Kansas TABOR opponents pleased by Colorado vote

? Kansans should heed Colorado voters’ decision to suspend their Taxpayer’s Bill of Rights, opponents of TABOR-like proposals in Kansas said today.

Coloradoans approved a referendum that suspended TABOR for five years allowing the state to keep an estimated $3.7 billion in taxes.

“The fact that the only state that actually has to live under TABOR just voted to suspend it should send an important message to Kansans,” the Coalition for a Prosperous Kansas said in a statement.

But supporters of TABOR in Kansas said the Colorado vote wasn’t a defeat for their cause in Kansas.

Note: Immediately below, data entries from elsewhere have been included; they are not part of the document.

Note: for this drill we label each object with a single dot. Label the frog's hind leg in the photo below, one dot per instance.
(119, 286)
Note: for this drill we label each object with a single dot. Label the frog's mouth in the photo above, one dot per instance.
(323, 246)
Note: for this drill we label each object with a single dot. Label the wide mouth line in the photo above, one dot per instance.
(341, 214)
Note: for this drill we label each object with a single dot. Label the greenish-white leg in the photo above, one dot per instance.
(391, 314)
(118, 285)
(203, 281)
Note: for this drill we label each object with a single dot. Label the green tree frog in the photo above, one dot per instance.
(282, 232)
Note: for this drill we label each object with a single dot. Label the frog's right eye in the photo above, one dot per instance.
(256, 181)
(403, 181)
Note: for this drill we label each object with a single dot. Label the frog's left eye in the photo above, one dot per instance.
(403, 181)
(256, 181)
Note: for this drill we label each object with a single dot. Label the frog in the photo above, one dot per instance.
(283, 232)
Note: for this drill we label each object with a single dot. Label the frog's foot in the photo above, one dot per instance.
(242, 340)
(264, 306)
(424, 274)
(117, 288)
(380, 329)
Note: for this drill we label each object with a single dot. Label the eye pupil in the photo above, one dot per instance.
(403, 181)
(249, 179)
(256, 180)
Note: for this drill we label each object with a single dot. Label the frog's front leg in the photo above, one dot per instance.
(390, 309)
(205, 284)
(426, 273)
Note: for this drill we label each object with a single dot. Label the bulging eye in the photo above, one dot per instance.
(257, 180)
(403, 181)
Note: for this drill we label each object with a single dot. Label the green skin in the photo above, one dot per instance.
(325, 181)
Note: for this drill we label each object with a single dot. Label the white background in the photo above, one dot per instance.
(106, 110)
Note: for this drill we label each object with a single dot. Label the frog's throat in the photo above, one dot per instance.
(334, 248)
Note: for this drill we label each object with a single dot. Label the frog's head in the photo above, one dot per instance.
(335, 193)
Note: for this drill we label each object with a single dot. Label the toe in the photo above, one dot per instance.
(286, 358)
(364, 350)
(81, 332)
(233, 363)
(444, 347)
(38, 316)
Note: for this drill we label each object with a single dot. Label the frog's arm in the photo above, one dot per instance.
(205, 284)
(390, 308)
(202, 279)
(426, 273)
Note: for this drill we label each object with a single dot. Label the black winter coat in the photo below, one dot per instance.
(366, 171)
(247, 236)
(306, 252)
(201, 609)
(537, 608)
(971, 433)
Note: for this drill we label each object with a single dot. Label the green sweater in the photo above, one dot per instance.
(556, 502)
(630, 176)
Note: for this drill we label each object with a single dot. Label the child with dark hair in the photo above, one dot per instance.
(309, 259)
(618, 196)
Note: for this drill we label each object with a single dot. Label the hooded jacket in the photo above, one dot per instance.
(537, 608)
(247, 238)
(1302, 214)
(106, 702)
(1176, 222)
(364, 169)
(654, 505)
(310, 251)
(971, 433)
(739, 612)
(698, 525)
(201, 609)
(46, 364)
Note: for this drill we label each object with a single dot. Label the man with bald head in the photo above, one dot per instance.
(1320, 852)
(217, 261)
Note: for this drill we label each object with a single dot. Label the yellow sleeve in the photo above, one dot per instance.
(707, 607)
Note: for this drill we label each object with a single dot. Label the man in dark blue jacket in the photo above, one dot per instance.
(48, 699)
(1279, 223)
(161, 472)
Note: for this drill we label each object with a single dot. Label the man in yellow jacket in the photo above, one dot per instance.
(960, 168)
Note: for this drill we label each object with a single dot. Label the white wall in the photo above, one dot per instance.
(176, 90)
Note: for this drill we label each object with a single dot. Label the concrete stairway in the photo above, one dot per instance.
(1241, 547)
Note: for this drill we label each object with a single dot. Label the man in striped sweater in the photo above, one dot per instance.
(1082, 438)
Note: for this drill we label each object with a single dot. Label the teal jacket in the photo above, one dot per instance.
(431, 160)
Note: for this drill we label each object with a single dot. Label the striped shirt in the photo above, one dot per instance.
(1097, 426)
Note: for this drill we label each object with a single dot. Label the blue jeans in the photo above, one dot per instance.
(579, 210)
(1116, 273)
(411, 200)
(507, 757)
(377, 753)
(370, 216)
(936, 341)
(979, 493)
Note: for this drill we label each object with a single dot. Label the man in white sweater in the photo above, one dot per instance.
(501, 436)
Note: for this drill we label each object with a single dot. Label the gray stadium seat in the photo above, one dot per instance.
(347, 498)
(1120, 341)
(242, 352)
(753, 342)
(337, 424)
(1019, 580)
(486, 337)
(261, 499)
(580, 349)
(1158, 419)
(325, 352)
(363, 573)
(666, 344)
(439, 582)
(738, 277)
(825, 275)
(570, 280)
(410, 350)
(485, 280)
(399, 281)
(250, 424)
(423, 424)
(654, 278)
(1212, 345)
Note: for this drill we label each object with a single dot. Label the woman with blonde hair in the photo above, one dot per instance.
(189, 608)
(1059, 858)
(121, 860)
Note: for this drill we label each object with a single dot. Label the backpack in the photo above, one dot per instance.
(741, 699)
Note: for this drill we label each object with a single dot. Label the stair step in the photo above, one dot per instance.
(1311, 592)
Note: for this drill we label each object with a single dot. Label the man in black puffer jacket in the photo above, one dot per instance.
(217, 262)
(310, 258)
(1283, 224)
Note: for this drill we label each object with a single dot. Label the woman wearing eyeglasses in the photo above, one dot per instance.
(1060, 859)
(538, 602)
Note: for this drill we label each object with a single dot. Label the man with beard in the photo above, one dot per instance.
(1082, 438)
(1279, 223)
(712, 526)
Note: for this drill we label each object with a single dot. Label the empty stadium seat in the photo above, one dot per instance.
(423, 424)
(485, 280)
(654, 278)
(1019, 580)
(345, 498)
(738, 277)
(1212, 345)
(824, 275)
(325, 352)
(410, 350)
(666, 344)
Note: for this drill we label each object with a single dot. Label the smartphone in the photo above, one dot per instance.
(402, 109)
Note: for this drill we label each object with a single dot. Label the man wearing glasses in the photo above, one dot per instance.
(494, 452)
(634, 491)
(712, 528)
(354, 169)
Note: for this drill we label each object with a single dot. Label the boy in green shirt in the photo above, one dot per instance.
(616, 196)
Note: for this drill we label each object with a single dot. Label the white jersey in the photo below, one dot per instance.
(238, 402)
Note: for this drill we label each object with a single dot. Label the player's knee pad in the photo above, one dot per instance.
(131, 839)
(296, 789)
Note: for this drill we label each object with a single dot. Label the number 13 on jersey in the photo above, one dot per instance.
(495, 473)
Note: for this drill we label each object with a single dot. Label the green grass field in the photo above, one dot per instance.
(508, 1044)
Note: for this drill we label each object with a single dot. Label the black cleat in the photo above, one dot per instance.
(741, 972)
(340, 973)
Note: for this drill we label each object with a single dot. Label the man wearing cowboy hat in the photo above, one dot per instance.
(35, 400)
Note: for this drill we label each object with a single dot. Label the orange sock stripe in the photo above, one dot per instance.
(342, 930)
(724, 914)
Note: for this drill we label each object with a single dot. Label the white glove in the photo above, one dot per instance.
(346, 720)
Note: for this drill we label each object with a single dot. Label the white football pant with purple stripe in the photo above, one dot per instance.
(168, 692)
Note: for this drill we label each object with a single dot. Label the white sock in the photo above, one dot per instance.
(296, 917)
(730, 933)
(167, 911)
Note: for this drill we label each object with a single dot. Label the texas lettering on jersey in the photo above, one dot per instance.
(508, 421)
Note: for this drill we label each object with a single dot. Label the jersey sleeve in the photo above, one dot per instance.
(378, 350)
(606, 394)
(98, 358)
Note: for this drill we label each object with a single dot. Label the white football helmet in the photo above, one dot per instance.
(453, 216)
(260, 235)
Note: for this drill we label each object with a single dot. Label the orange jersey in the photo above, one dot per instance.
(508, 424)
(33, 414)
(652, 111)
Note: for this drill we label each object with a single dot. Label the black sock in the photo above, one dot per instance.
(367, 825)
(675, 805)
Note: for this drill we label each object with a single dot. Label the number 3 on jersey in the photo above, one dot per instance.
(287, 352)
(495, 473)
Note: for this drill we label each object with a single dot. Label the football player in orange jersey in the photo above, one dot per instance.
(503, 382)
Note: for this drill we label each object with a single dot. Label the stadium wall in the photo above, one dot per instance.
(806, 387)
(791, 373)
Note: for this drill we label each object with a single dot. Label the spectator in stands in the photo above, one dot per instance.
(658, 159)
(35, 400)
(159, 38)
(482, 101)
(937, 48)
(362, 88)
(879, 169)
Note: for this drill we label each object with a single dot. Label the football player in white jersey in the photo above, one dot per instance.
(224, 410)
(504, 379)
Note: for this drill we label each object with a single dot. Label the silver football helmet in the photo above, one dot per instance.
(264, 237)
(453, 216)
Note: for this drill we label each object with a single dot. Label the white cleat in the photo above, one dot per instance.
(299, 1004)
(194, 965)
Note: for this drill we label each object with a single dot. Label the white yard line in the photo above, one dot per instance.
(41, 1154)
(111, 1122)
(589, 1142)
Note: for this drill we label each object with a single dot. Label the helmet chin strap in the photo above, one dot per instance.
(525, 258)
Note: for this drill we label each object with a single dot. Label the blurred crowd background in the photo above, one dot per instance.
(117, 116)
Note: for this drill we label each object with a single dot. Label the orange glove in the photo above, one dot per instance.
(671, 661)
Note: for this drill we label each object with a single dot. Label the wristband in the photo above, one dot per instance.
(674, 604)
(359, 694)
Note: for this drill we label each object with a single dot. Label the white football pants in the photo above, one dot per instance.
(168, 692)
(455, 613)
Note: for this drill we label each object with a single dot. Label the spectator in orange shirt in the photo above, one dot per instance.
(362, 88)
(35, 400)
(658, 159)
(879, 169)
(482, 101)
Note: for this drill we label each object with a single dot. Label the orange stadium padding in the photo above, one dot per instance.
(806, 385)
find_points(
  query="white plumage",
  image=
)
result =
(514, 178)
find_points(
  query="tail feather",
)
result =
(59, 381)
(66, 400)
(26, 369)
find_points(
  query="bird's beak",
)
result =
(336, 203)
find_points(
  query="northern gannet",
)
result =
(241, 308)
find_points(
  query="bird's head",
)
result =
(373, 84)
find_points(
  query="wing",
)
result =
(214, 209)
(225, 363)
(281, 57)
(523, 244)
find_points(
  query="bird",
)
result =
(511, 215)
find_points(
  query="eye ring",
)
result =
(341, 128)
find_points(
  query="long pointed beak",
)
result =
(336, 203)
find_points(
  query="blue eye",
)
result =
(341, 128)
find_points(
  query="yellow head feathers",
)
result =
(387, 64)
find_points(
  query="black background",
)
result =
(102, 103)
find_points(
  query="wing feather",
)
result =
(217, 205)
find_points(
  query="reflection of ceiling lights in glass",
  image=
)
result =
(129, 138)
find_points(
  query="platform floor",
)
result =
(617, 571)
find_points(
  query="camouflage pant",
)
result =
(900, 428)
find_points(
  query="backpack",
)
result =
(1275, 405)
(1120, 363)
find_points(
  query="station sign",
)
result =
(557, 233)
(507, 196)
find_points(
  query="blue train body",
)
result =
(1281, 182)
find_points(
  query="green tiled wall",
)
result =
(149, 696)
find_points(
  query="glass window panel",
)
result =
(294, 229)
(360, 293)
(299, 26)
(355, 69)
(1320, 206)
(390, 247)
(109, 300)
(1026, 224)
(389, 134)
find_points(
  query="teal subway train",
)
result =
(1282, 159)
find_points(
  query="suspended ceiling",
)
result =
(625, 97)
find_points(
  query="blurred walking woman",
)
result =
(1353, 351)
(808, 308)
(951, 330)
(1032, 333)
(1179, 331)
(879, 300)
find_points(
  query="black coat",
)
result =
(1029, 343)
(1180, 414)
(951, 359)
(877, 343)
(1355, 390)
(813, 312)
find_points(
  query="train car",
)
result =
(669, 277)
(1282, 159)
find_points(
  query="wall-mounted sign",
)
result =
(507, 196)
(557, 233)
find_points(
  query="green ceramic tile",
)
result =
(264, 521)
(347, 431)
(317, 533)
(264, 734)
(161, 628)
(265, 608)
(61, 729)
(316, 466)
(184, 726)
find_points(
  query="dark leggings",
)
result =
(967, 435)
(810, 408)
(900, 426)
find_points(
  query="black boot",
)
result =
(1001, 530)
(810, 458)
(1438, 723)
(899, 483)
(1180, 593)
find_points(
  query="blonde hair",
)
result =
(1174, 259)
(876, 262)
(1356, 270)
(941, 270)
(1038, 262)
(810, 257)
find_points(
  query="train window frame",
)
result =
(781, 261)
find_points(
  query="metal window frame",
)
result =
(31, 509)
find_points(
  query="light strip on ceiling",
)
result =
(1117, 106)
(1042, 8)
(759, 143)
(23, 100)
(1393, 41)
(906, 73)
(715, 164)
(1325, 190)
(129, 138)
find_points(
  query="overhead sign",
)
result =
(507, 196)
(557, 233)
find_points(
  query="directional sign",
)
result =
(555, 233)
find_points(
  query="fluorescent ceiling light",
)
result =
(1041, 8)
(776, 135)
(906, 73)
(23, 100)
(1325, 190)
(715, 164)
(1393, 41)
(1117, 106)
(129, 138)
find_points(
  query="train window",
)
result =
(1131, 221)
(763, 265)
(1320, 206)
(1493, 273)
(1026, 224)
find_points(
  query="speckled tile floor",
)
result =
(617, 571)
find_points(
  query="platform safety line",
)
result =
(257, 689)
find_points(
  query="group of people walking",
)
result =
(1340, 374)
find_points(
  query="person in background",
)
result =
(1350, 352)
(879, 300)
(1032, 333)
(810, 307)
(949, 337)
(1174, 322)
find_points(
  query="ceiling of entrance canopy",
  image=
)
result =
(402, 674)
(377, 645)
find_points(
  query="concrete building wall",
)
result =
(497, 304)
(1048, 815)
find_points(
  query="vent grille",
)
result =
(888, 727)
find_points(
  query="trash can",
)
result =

“The people of Colorado have said that they want their Taxpayer’s Bill of Rights to look more like the improved versions that are being proposed in up to 20 other states,” said Alan Cobb, director of the Kansas chapter of Americans for Prosperity.

But Douglas Bruce, an anti-tax crusader who wrote the 1992 Taxpayer’s Bill of Rights, said Tuesday’s vote makes it harder now for other states to cap spending, he said.

“The establishment is going to say we had 13 years of experience with spending limits and we changed our minds. I’m sorry for their sake and I’m sorry for our sake,” Bruce said.

But supporters of suspending TABOR said Colorado couldn’t afford to vote no, not with higher education, health care and transportation already suffering from millions of dollars in budget cuts.

“It means we can join 49 other states recovering from the recession, we can make up some of the cuts,” said Republican Gov. Bill Owens, who stunned his own party by joining Democrats in crafting the ballot measure.

“TABOR has been such a crippling straightjacket on Colorado that Governor Bill Owens, a major proponent of TABOR, begged the taxpayers to suspend it,” the Kansas group opposed to TABOR said. “The vote on Tuesday is a dramatic demonstration of the failure of putting tax and spending policy in the constitution.”